Alabama Treasure Ghosts September 26, 2016
Author: Beach Combing | in : Modern , trackbackSome enjoyable treasure ghosts from the deep south…
Though this tract is now largely cleared and settled, these traditions and ghost stories are still told and believed by the negroes, Creoles, and ignorant whites, Poinquinette, an old Creole fisherman and a repository of interesting lore, has related some of his personal encounters with the Magazine Point ghosts, and so real are they to him, and so vivid his narrative, that his listeners are thrilled with a sort of belief. By a dream it was once made known to him and several companions (Nelson, Sales, Moody, Ebernezar Fisher, and a man named Robinson) that there was a treasure buried just below Turner & Oats’s mill. The spot was thickly wooded — high trees and low shrubs — yet not so dense that they could not see about them — even a bird was visible as it flew through the brush.
Any overly modern readers might want to remember that ghosts guard gold: treasure ghosts.
They went early one Friday morning and began digging at seven o’clock. Almost as soon as their spades touched the earth, the woods began to resound with voices — child voices — and they wondered where children’s voices could come from, but went on with their digging. As the excavation progressed, the sounds came nearer — there were calling and crying and hissing — until finally the voices were right at them and surrounding them. They could hear the voices but could see nothing. Then the voices passed by them with a whirr and back again into the bushes where they were still heard. By this time the hole was some ten feet deep. Nelson Sales, who had had more experience with spirits than the others, offered to go back into the woods and talk to the voices. He was confronted by a fearful apparition — a great blue bull with eyes of fire and a tail as large as a hogshead. It dashed passed him, charged across the hole, and as it went over threw all the earth back, completely filling the excavation.

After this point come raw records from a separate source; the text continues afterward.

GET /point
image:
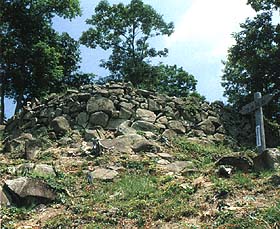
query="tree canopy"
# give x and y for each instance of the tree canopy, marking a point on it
(126, 31)
(253, 63)
(34, 58)
(172, 80)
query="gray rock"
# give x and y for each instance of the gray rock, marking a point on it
(44, 170)
(143, 145)
(99, 119)
(207, 127)
(60, 125)
(25, 191)
(104, 174)
(24, 146)
(269, 159)
(145, 115)
(153, 105)
(177, 166)
(238, 162)
(100, 104)
(128, 106)
(224, 171)
(94, 134)
(114, 124)
(4, 201)
(144, 126)
(165, 155)
(122, 144)
(82, 119)
(275, 180)
(162, 120)
(219, 137)
(177, 126)
(125, 113)
(169, 134)
(125, 129)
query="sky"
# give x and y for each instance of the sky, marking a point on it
(202, 36)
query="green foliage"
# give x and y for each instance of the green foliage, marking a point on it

The boys clearly needed help.
They were all thoroughly frightened and would not go back until they could get the negress Clara Randall, from Charleston. Poinquinette was loud in his praises of this woman, who could see and talk to spirits and was not afraid of them. She built a tent and camped alone for three days and nights at the scene of their labor. She set a table, provided with milk from a white cow, wine, and honey — inveigling the invisible ones and tempting them by food to give up the secret of the buried treasure. At the end of the third day her persuasions prevailed, and the spirits reluctantly made known the place. Next morning she walked to the spot and placed her foot where the men should dig. They fell to work and had not dug more than twenty minutes, before the top of the treasure-box was uncovered. They rapidly cleared the earth from around it and there lay before their eager wondering eyes a cedar chest which measured five feet in length, two and a half feet wide, and two and a half feet deep. It contained three hundred and fifty thousand dollars in gold, and Ebernezar Fisher, over-zealous and over-anxious, bored two holes in it with an auger.
Of course, now things go horribly wrong.
While he was boring the second, the woman warned him to stop — that the spirits were regretting their revelation — but Ebernezar, who was of stubborn temperament, bored on unheedful of her warning. It was a bright day — not a cloud in the sky — the sunlight filtered through the trees and fell in strong beams upon the auger. The other men, standing to one side, watched it glinting on the steel. Again the woman warned Fisher, and as she spoke his arm was wrenched from the auger. Almost at the same instant a black cloud swept across the sky, an awful gust of wind bent the great trees until they looked as if they would break, a crash of thunder and a blinding flash of lightning and the box disappeared! Then all was clear and bright again. It was a spirit storm — purely local, and seen only by the searchers after treasure. ‘Then all of us had to come away like sick cats and with aching hearts, because we hated to see a treasure like that disappear. It’s there somewhere to-day — and wherever it is, Ebernezar Fisher’s auger is still sticking in it.’
One more story of treasure ghosts from the same book: Roche’s Historic Sketches of the South.
Another time they received intimation that they should go to Meaher’s hummock and hunt a mound and some trees bearing marks like an inverted E; then walk so many feet in a certain direction and dig. On this occasion they took old Adam Boone, a negro who was supposed to have found many hidden treasures. They found the marked trees and the mound, which was six or seven feet high and looked as if it had been built by man. They had just arrived, identified the spot, and were grouped around it talking. Ebernezar Fisher, who was tall, stood with the butt of his gun resting on the ground, and held it with one hand near the end of the barrel. Both hammers were down. Old Adam Smith was saying, ‘I’ve been hearin’ of this place a long time. They say several men were killed and buried here.’ As the last words were uttered, one barrel of Fisher’s gun went off, and he was so startled that he threw it from him; Charlie Tell who was sitting on the ground near him caught it and as he did so the other barrel went off. Needless to add that the seekers for gold left the spot as quickly as they could and have never gone back again.